Wednesday’s scheduled trial comes amid a string of legal measures taken in regards to sexual harassment and assault.
A misdemeanour court issued a swift verdict on Saturday, handing a one year labour sentence and an EGP 3,000 fine to a man captured last Wednesday while taking a photo of a sleeping woman on a public bus.
On Wednesday, another misdemeanour court sentenced two men charged with sexual harassment to six months labour.
The Heliopolis Misdemeanour Court is also trying two men accused of assaulting a policeman and harassing two women during celebrations of Al-Sisi’s inauguration on 8 June.
Mostafa Mahmoud, lawyer at women’s rights group Nazra for Feminist Studies, earlier said he believes the state’s attention to sexual harassment and assault cases will wane along with the media’s focus on such cases.
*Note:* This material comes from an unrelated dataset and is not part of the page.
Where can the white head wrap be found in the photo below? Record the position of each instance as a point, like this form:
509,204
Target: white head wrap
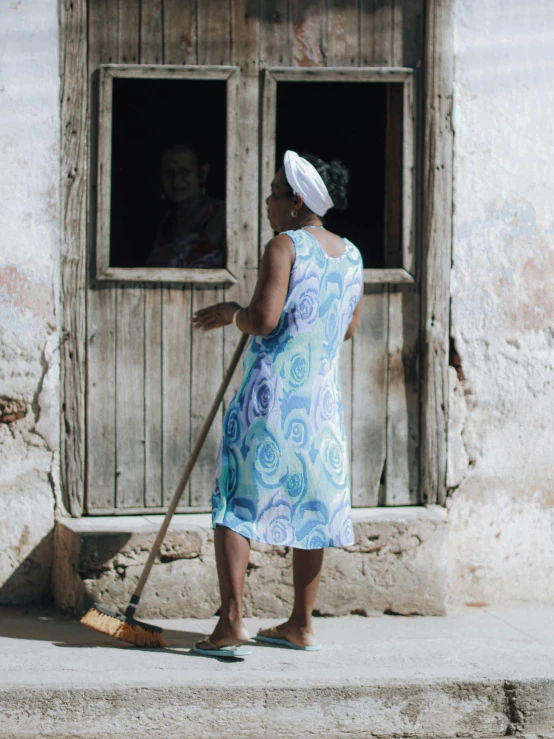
305,180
Mahmoud said that cases of mass sexual assault, similar to those reported from Tahrir Square during Al-Sisi’s inauguration, were reported during protests in the iconic square in November 2012. The aforementioned cases, however, are yet to be referred to court.
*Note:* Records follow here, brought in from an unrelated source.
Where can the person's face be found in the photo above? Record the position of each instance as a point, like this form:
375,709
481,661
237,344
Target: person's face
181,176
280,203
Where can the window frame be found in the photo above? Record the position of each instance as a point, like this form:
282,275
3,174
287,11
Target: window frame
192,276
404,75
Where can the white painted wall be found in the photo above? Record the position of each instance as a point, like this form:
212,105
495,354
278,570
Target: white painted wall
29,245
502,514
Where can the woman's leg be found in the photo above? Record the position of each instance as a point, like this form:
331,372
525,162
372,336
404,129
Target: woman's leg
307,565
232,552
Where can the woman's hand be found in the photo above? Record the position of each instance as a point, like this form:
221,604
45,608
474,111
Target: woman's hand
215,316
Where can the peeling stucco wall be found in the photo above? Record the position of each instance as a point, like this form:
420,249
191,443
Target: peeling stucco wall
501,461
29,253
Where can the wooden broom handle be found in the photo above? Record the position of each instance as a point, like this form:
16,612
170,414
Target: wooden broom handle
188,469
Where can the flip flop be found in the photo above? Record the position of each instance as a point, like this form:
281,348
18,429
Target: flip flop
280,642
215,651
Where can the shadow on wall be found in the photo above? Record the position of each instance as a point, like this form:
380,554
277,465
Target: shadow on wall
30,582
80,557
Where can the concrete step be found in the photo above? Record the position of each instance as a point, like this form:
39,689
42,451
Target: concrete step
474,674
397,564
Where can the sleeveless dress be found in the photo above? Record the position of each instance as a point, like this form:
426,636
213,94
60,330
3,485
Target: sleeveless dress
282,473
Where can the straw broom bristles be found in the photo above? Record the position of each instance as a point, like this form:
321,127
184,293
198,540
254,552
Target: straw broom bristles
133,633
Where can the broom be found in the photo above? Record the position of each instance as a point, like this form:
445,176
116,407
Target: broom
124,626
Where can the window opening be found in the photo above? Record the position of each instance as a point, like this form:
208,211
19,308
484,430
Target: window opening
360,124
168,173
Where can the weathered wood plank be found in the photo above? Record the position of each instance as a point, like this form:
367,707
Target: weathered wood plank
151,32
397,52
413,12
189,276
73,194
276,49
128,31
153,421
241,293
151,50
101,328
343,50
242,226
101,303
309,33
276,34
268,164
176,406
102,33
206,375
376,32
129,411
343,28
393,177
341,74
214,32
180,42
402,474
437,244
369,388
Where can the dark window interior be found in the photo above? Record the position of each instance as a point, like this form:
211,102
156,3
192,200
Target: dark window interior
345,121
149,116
Shortly before ceding power, former President Adly Mansour issued a law amending articles in the Penal Code establishing harsher punishment for sexual harassment.
A report issued by the United Nations Entity for Gender Equality and the Empowerment of Women in April 2013 revealed an overwhelming majority of Egyptian women have experienced sexual harassment; as many as 99.3% of women have reported incidents of sexual harassment, while 96.5% had been sexually assaulted.